Symbolfoto Wald. Foto: Pascal Höfig
Symbolfoto Wald. Foto: Pascal Höfig

Gefährliche Rußrindenkrankheit auch im Landkreis Schweinfurt

Derzeit breitet sich eine Baumkrankheit – die sogenannte Ahornrußrindenkrankheit – in Franken aus, der Pilzerreger ist auch für den Menschen gefährlich und ein Befall wurde bereits in mehreren Gemeinden im Landkreis Schweinfurt festgestellt. Im Stadtgebiet Schweinfurt besteht keine Gefahr.

Ein Befall der Ahornkrankheit wurde bisher für die Gemeinden Geldersheim, Waigolshausen und Werneck im Landkreis Schweinfurt, für die Gemeinde Arnstein im Landkreis Karlstadt und für die Gemeinden Volkach, Willanzheim und Biebelried im Landkreis Kitzingen bestätigt.

Fieber, Schüttelfrost und Atemnot

Der Erstnachweis für die Baumkrankheit in Bayern wurde bereits im Sommer 2018 bestätigt, nach dem sehr trockenen Sommer ist nun mit einer Zunahme der Ahornkrankheit zu rechnen. Ein Befall führt beim Baum früher oder später zum Absterben, für den Menschen sind die unter der Rinde der abgestorbenen Bäume gebildeten rußartigen Pilzsporen von Interesse. Durch das Einatmen dieser kann es zu Entzündungen der Lungenbläschen kommen. Beschwerden treten meist sechs bis acht Stunden nach dem Kontakt auf und können sich durch Reizhusten, Schüttelfrost und Fieber bis hin zu Atemnot äußern.

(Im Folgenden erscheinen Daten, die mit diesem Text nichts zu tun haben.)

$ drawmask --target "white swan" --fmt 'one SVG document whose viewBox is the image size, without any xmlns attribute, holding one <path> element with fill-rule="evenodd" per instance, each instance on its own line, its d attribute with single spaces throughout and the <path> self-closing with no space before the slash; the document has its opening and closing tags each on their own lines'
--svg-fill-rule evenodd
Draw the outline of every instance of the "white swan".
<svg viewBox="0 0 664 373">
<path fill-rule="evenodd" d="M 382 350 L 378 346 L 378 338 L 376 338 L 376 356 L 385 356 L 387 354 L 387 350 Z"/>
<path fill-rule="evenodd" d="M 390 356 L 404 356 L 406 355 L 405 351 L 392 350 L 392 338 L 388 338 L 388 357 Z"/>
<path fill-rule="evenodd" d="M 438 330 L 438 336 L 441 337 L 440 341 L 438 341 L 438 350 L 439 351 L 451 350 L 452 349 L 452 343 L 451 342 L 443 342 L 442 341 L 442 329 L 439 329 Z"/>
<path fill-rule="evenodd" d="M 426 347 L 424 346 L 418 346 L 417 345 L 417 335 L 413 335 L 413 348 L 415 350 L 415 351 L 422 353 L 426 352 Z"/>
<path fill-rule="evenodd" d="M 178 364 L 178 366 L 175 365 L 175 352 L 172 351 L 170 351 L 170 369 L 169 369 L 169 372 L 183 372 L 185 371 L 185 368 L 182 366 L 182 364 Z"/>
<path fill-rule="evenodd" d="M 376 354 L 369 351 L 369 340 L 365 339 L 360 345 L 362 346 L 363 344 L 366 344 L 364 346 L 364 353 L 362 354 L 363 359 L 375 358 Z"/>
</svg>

Wie kann man sich schützen?

Wenn befallene Bäume entdeckt werden, sollten die Standorte umgehend der Stadtverwaltung gemeldet werden, auch dürfen kranke bzw. abgestorbene Bäume nur von Spezialisten mit ausreichender Schutzkleidung gefällt werden, das Holz darf nicht als Brennholz verwendet werden.